Knezovich placed the blame at the feet of state lawmakers for a lack of services. But Rep. Marcus Riccelli, D-Spokane, said the kind of reform Knezovich is calling for would be impossible without additional taxes.

“What we have here is a revenue problem,” said Riccelli, who sponsored mental health legislation passed this year that gave treatment providers more say in designing less restrictive alternative plans. “My callback to Ozzie would be, stand up beside us when we come up with ways to raise revenue.”

Riccelli mentioned the proposals for a capital gains tax and the closing of certain tax loopholes as ways to fund the mental health changes Knezovich called for. The capital gains tax has been mentioned several times in the Legislature but never gained traction.

Spokane County Commissioner Shelly O’Quinn said offering mental health services is a priority but disagreed that new revenue is the answer.

“I feel strongly that our state is not fully funding the services they need to fund,” O’Quinn said, calling the issues at the state’s two mental health hospitals “a crisis.” She also said she believed mental health funding would be this state’s “next McCleary decision,” referring to the constitutional mandate from the state Supreme Court that the Legislature provide more money for education.

“I have a hard time saying they need more money,” O’Quinn said, pointing to an increase in tax receipts at the state level that totaled a 5.3 percent increase in 2015 over the previous year. “I think it’s all about prioritization.”

Locally, a one-tenth of 1 percent sales tax is imposed in Spokane County to fund mental health services.
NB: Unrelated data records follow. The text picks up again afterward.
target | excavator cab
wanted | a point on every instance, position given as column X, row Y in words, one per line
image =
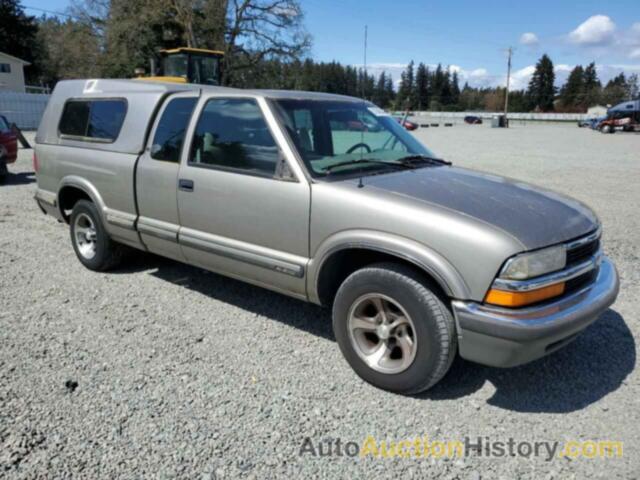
column 189, row 65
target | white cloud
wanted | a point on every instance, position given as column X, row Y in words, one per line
column 597, row 30
column 529, row 38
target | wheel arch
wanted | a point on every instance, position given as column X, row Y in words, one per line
column 74, row 188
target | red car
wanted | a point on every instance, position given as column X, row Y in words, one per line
column 406, row 124
column 8, row 146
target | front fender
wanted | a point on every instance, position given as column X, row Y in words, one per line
column 420, row 255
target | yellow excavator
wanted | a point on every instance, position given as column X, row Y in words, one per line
column 187, row 65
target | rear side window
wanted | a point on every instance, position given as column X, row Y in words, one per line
column 169, row 136
column 99, row 120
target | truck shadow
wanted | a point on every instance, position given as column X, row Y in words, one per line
column 580, row 374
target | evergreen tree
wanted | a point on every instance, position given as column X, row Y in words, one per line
column 438, row 83
column 541, row 89
column 406, row 98
column 571, row 94
column 455, row 89
column 592, row 87
column 422, row 93
column 616, row 90
column 18, row 34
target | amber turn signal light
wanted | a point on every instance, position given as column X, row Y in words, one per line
column 504, row 298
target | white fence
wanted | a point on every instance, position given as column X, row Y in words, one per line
column 23, row 109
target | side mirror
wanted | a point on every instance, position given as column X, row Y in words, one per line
column 283, row 172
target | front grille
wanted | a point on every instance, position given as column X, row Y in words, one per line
column 583, row 252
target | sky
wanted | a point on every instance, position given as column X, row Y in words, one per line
column 470, row 36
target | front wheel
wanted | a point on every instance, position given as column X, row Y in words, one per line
column 394, row 331
column 91, row 242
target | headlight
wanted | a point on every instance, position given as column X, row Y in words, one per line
column 534, row 264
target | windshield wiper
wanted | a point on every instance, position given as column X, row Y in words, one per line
column 412, row 160
column 367, row 160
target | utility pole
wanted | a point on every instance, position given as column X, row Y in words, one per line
column 506, row 93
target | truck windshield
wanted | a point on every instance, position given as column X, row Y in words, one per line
column 338, row 137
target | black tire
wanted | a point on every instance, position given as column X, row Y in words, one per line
column 433, row 322
column 107, row 253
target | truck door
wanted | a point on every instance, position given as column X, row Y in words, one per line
column 157, row 176
column 243, row 200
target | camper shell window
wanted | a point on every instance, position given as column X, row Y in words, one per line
column 94, row 120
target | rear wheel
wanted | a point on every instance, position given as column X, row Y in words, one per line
column 93, row 246
column 394, row 331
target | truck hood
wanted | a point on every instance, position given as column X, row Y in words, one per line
column 534, row 216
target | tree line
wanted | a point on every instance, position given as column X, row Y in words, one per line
column 266, row 46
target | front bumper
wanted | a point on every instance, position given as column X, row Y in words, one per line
column 502, row 337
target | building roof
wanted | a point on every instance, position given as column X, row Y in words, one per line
column 15, row 59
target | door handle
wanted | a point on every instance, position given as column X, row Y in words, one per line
column 185, row 185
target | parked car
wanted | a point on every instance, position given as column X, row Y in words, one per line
column 8, row 147
column 624, row 116
column 416, row 258
column 407, row 124
column 473, row 120
column 595, row 122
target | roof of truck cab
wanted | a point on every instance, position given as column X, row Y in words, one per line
column 142, row 99
column 125, row 87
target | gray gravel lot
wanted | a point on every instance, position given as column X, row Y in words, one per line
column 164, row 370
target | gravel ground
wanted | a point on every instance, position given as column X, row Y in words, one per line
column 164, row 370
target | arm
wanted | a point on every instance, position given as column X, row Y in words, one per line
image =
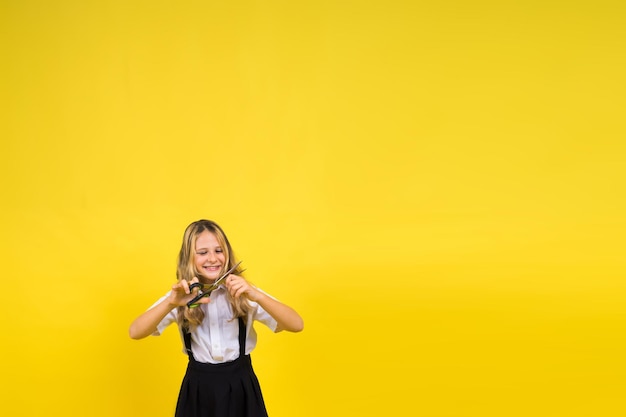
column 286, row 317
column 146, row 323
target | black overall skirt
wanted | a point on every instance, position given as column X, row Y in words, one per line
column 229, row 389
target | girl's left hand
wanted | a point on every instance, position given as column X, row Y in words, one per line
column 238, row 286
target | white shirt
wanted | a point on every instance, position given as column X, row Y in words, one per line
column 215, row 340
The tax was first approved by voters in 2005 and in October 2013 was reauthorized by Spokane County commissioners through the end of 2019.

Riccelli credited Knezovich for his assistance in supporting that tax. But he said the sheriff needs to support revenue-raising options to improve mental health care in the region.

“The state budget is a reflection of our values,” Riccelli said.

Knezovich, in response to Riccelli, said he believed the state budget could be leaner and also emphasized prioritization over new revenue.

“We need to keep people safe, and part of keeping people safe is making sure the mental health system is working,” the sheriff said.

Aaron Johnson’s parents are dissatisfied with that system. But they won’t stop trying to support their son, they said.

“It’s tense to be around him,” Sharon Johnson said. “That’s the only way I can put it. But he’s my son. I love him.”